Socrates was born in Athens to Sophroniscus, an artisan-sculptor, and to Phenarete, a mid-wife. We know nothing about his youth. As someone has remarked, "You would think the Master was born an old man, with no childhood." His wife was the notorious shrew, Xanthippe. Socrates remarked that if he could master Xanthippe he could easily adapt himself to the rest of the world. But Socrates might well have paid more attention to the material needs of their three sons.

A report of the Delphic Oracle proclaimed that Socrates was the wisest man in the world. Believing that this could not be true, Socrates was impelled on a life of constantly questioning people in order to find someone who was truly wise. As he interrogated citizens in the streets and gymnasiums of Athens, he attracted to himself a coterie of well-born young men. Unfortunately some of these disciples, such as Alcibiades and Critias, turned out to be such scoundrels that this factor played a role in his condemnation.(12)

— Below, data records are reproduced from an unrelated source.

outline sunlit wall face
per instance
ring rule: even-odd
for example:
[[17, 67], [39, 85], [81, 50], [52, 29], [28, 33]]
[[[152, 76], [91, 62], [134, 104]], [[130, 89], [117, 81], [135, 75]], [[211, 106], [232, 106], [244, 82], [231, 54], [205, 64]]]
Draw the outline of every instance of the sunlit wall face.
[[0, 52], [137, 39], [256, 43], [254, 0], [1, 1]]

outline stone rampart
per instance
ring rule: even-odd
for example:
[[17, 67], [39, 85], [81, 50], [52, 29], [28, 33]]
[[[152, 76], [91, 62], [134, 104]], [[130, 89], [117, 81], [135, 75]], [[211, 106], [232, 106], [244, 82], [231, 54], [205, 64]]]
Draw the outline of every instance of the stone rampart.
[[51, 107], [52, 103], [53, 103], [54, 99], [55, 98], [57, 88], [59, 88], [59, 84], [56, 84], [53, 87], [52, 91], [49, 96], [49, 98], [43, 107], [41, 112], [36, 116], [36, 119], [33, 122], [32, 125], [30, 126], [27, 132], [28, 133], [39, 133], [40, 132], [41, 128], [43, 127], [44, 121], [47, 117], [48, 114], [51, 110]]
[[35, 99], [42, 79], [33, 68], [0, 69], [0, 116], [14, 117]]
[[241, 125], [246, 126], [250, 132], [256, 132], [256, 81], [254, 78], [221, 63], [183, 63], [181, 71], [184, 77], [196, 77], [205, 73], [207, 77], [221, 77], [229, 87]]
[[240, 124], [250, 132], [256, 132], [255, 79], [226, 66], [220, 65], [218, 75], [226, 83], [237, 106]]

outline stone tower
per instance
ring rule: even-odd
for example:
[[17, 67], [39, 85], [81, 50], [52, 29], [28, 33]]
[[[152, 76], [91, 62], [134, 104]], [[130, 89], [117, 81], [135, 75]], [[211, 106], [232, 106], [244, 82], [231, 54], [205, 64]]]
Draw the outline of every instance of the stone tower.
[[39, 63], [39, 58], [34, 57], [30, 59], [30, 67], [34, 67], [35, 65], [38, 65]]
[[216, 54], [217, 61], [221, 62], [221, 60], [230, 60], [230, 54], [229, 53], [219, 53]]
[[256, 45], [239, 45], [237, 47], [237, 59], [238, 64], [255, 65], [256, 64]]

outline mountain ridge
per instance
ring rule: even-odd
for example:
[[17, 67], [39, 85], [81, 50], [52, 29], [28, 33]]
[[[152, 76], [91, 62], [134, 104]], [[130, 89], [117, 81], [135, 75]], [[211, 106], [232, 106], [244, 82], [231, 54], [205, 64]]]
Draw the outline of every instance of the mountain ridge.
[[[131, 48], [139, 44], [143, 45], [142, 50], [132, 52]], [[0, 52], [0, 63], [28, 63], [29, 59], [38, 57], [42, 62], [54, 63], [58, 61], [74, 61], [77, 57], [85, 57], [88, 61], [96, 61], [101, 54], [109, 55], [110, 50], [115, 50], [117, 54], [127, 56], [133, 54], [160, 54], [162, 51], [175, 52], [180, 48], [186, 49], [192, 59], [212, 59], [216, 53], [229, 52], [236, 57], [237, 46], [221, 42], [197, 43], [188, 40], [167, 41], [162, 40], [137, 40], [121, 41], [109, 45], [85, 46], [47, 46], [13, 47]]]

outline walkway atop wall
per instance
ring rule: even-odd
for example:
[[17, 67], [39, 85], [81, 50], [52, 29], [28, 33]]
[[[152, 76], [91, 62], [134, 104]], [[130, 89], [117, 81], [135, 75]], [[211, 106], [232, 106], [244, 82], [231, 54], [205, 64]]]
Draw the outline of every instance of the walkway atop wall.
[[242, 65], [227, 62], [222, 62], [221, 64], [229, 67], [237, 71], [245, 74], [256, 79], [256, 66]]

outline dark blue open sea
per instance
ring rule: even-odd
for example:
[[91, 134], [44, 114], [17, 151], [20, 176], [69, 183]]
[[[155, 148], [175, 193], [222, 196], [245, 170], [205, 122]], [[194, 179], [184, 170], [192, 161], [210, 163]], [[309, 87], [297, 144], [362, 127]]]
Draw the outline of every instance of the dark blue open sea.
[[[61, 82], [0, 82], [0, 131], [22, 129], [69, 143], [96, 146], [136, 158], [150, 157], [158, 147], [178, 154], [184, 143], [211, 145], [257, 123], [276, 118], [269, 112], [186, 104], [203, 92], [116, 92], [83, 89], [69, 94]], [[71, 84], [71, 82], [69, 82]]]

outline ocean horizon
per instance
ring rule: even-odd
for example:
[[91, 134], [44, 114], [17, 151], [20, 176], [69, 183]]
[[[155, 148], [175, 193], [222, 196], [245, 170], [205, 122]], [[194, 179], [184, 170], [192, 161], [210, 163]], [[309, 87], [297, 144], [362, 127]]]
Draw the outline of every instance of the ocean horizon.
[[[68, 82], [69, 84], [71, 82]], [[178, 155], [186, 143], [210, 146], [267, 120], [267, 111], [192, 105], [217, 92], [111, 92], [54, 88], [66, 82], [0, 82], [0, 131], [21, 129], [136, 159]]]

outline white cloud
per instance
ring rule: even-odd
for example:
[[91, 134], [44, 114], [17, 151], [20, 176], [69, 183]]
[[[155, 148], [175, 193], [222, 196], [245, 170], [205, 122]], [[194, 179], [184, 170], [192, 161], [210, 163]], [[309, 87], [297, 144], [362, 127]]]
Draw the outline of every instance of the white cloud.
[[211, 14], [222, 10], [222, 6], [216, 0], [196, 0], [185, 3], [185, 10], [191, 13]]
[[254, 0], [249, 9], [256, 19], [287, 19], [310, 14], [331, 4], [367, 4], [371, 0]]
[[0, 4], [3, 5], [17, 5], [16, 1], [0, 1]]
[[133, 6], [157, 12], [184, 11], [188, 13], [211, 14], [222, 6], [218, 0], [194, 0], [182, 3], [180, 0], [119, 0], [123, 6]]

Rather than teaching a set of doctrines, Socrates tried to get men to think for themselves. The philosophers who preceded him had focused on the nature of the universe, but Socrates turned his attention to man and man's behavior. Aristotle and Cicero credited him with founding ethics. His main teaching, as best we can determine from his interpreters, was that all values can be reduced to a single virtue, knowledge. Virtue, then, can be taught. Evil is blindness: No one does evil on purpose. He who knows the good will do it.

Socrates was brought to trial in 399 B.C. on charges of "atheism" and corrupting Athenian youth. This arraignment had at least two immediate causes: a political reaction which occurred in Athens after a lengthy war with Sparta and the lampoons of the comic writer Aristophanes. Though Socrates eloquently defended himself (the defense is recorded in Plato's Apology), the jury voted 281 to 220 to put him to death.

Socrates could easily have fled from Athens after the trial, but he chose to remain. He said he did not fear dying because it would bring either annihilation or a welcome opportunity to fellowship with those already dead. At the appointed time Socrates calmly drank the poisonous hemlock. According to the Phaedo, his last words were: "I owe a cock to Asclepius [the god of healing]; do not forget to pay it."